Sono il segno che gli oratori della maratona non parlavano a voce di una minoranza ristretta e disperata ma in rappresentanza di una larga maggioranza dell’opinione pubblica del paese che aspetta solo di essere informata e sollecitata per uscire allo scoperto e far valere la propria forza. Al successo inaspettato riguardo alla pubblico dei partecipanti si è aggiunto quello , addirittura incredibile, conseguito sul versante mediatico. Il “temperino” de “L’opinione” è riuscito a bucare ed affondare l’immensa corazzata del conformismo falsopacifista imperante sulla stampa italiana. Il merito è stato della validità dell’iniziativa, della testardaggine dei pochi che l’hanno portata avanti, del coraggio di chi l’ha sostenuta (Marco Pannella e Radio Radicale) e, soprattutto, della decisione di Giuliano Ferrara di aiutare la no-stop ad uscire dal cono d’ombra in cui era stata relegata. 

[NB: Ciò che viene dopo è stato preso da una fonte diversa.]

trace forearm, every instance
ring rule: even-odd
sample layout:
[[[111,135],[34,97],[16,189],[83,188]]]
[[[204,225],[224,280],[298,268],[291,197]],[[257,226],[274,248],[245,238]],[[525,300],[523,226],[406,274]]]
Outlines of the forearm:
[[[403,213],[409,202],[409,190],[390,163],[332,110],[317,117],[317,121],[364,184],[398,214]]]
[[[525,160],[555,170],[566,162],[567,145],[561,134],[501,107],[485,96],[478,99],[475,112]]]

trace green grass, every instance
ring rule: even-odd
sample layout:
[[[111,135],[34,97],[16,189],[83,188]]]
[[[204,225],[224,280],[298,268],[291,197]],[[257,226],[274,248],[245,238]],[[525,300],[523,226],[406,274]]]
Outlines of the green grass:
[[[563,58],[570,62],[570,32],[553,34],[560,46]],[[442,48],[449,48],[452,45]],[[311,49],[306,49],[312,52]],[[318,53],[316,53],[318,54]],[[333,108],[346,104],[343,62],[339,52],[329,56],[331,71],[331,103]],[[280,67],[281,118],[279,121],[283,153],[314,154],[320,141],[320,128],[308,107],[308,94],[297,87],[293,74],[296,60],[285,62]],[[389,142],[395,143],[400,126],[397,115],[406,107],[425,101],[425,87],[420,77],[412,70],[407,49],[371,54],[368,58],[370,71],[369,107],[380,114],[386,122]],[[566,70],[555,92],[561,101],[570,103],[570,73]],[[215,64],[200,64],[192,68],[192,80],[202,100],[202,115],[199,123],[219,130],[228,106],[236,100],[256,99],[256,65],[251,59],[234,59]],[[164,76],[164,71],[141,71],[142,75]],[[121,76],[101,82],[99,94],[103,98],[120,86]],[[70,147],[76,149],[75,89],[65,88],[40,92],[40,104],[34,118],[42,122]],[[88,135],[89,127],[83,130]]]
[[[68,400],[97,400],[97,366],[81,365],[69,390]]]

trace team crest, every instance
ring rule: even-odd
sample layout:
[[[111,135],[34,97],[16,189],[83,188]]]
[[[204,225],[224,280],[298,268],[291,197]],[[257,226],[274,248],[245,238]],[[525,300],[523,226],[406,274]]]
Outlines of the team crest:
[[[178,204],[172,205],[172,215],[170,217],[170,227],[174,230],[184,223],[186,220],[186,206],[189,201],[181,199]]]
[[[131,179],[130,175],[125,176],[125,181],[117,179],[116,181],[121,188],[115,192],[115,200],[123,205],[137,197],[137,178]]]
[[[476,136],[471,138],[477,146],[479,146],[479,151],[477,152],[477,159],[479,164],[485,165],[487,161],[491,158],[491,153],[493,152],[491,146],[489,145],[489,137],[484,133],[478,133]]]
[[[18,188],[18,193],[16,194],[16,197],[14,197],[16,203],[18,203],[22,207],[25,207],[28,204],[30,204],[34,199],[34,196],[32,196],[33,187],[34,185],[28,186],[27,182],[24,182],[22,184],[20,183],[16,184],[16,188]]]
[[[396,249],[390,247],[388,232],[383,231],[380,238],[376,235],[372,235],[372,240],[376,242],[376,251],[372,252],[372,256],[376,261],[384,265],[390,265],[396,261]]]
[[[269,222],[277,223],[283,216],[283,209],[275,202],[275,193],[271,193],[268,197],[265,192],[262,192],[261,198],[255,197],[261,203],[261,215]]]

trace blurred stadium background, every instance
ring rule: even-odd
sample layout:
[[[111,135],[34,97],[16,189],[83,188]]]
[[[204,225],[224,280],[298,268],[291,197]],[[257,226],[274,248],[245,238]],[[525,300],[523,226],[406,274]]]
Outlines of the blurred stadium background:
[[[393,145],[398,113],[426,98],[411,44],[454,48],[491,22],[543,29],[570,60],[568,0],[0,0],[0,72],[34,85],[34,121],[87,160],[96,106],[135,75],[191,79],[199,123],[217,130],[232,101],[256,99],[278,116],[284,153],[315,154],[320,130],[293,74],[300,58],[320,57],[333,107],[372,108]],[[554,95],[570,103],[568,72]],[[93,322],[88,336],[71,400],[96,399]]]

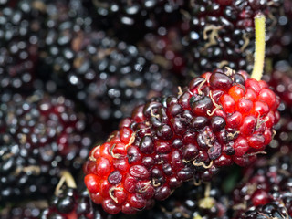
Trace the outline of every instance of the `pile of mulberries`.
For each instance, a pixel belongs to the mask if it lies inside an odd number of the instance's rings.
[[[292,218],[291,20],[0,0],[0,218]]]

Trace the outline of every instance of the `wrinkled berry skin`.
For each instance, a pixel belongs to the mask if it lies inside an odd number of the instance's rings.
[[[278,104],[246,72],[207,72],[176,97],[137,107],[90,151],[85,184],[110,214],[150,208],[182,182],[209,181],[222,166],[254,161],[272,140]]]

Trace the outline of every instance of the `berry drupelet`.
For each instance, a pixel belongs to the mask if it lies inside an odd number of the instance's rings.
[[[256,29],[253,78],[260,78],[262,15]],[[89,152],[83,169],[91,199],[108,213],[133,214],[166,199],[184,181],[209,181],[223,166],[248,164],[271,141],[278,104],[265,81],[225,68],[193,78],[177,96],[138,106]]]
[[[284,0],[188,0],[189,64],[196,74],[229,66],[247,71],[253,67],[254,22],[260,11],[267,17],[266,39],[276,32]],[[269,44],[272,47],[272,44]],[[266,54],[270,54],[270,46]]]
[[[29,202],[20,206],[6,207],[0,212],[1,219],[39,219],[42,208],[47,207],[46,201]]]
[[[172,92],[174,76],[144,57],[135,46],[92,29],[91,18],[78,12],[68,13],[73,16],[65,19],[52,15],[47,25],[54,26],[42,52],[43,67],[48,69],[44,79],[56,81],[99,118],[130,116],[130,109],[145,97]]]
[[[0,5],[0,89],[24,91],[33,89],[46,13],[41,0],[16,5]]]
[[[233,193],[233,218],[292,218],[291,153],[259,160]]]
[[[292,107],[292,67],[287,61],[276,63],[270,75],[264,79],[280,99],[283,106],[279,109],[283,114],[290,114]]]
[[[228,219],[228,198],[218,183],[193,184],[189,182],[178,188],[164,202],[135,218],[155,219]]]
[[[183,0],[91,0],[97,16],[120,39],[133,43],[158,27],[171,26],[182,16]]]
[[[63,182],[66,182],[66,185]],[[73,178],[68,172],[63,172],[60,183],[56,187],[55,194],[49,206],[43,209],[40,219],[110,219],[98,206],[94,206],[87,190],[78,191]]]
[[[92,144],[86,118],[63,96],[0,96],[0,203],[50,193],[62,168],[76,172]]]
[[[148,33],[139,42],[139,48],[146,57],[159,63],[167,70],[182,76],[186,68],[185,47],[182,34],[188,29],[186,22],[180,22],[172,27],[158,28],[157,33]]]

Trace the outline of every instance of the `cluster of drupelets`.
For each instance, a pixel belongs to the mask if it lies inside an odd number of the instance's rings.
[[[0,0],[0,218],[291,219],[291,19]]]

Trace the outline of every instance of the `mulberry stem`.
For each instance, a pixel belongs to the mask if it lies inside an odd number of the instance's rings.
[[[251,78],[260,80],[264,71],[266,48],[266,17],[259,13],[255,17],[256,54],[254,70]]]

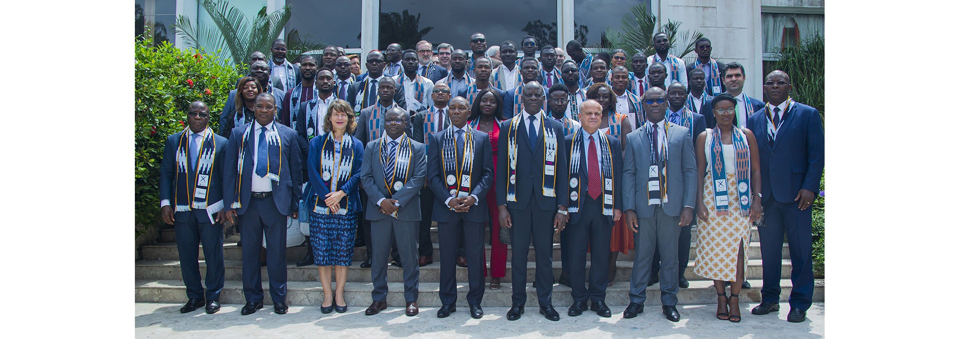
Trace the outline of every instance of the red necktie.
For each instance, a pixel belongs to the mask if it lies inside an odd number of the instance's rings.
[[[588,157],[589,159],[587,160],[589,162],[589,166],[587,170],[590,172],[589,193],[595,200],[598,199],[599,193],[602,192],[602,188],[600,186],[602,184],[600,182],[602,178],[599,177],[599,161],[596,157],[596,140],[593,139],[592,135],[590,136],[590,153]]]

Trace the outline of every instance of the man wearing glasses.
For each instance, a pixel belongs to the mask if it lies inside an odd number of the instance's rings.
[[[726,64],[713,58],[713,42],[705,36],[696,39],[695,46],[698,57],[696,57],[695,62],[686,65],[687,76],[689,77],[689,73],[692,72],[693,69],[702,70],[706,75],[704,90],[711,97],[715,97],[726,90],[720,77],[720,72],[726,68]]]
[[[420,40],[416,43],[416,58],[419,59],[416,73],[420,76],[426,77],[433,83],[446,77],[448,73],[446,69],[433,63],[433,44],[430,41]]]
[[[302,80],[299,67],[287,61],[287,42],[283,39],[273,40],[270,50],[273,57],[269,59],[269,73],[280,79],[283,88],[293,88]]]

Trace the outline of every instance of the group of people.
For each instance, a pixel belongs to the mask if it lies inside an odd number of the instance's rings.
[[[263,307],[263,243],[273,308],[286,313],[289,217],[309,219],[310,250],[297,264],[318,266],[323,313],[346,311],[347,269],[354,248],[364,245],[361,267],[370,268],[373,282],[365,314],[387,307],[392,261],[403,268],[405,312],[416,315],[419,267],[433,262],[435,221],[440,318],[456,311],[457,265],[468,270],[470,314],[481,318],[485,277],[490,289],[502,287],[511,248],[506,318],[519,319],[531,244],[539,312],[559,320],[551,301],[552,238],[559,234],[559,282],[573,288],[569,316],[589,310],[610,317],[606,287],[618,254],[635,250],[622,316],[642,313],[646,287],[658,282],[663,313],[675,322],[695,223],[693,273],[713,281],[716,318],[737,323],[739,292],[749,288],[752,225],[761,216],[762,302],[752,313],[780,307],[786,236],[793,283],[787,319],[804,321],[812,301],[810,207],[824,140],[819,112],[789,97],[789,76],[765,76],[763,102],[743,93],[741,64],[712,57],[708,38],[696,41],[698,58],[690,65],[667,53],[665,34],[654,36],[651,56],[594,56],[574,40],[565,51],[538,43],[524,37],[518,58],[516,44],[504,41],[496,59],[477,33],[472,54],[440,44],[439,62],[428,41],[407,50],[393,43],[386,53],[369,52],[359,76],[334,46],[298,65],[286,59],[281,39],[269,60],[254,53],[219,133],[207,125],[208,106],[196,102],[186,127],[167,140],[160,195],[187,287],[180,311],[204,305],[208,313],[219,310],[223,223],[236,223],[246,300],[241,314]]]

Senza l’aiuto del direttore de “Il Foglio” la maratona non avrebbe valicato i confini ristretti del pubblico radiofonico e raggiunto il terreno più ampio del pubblico televisivo. Grazie anche a Giovanni Floris ed a “Ballarò”, quindi, siamo riusciti a raggiungere un traguardo che non avremmo mai potuto prevedere. Quello far sapere a qualche milione di italiani che esistono idee ed opinioni diverse rispetto a quelle dell’antiamericanismo e del terzomondismo che si nascondono sotto la bandiera del pacifismo. Le idee chi di tra libertà ed oppressione e tra democrazia e dittatura non nutre dubbi di sorta. E sceglie sempre e comunque di stare dalla parte dei valori fondanti della società occidentale.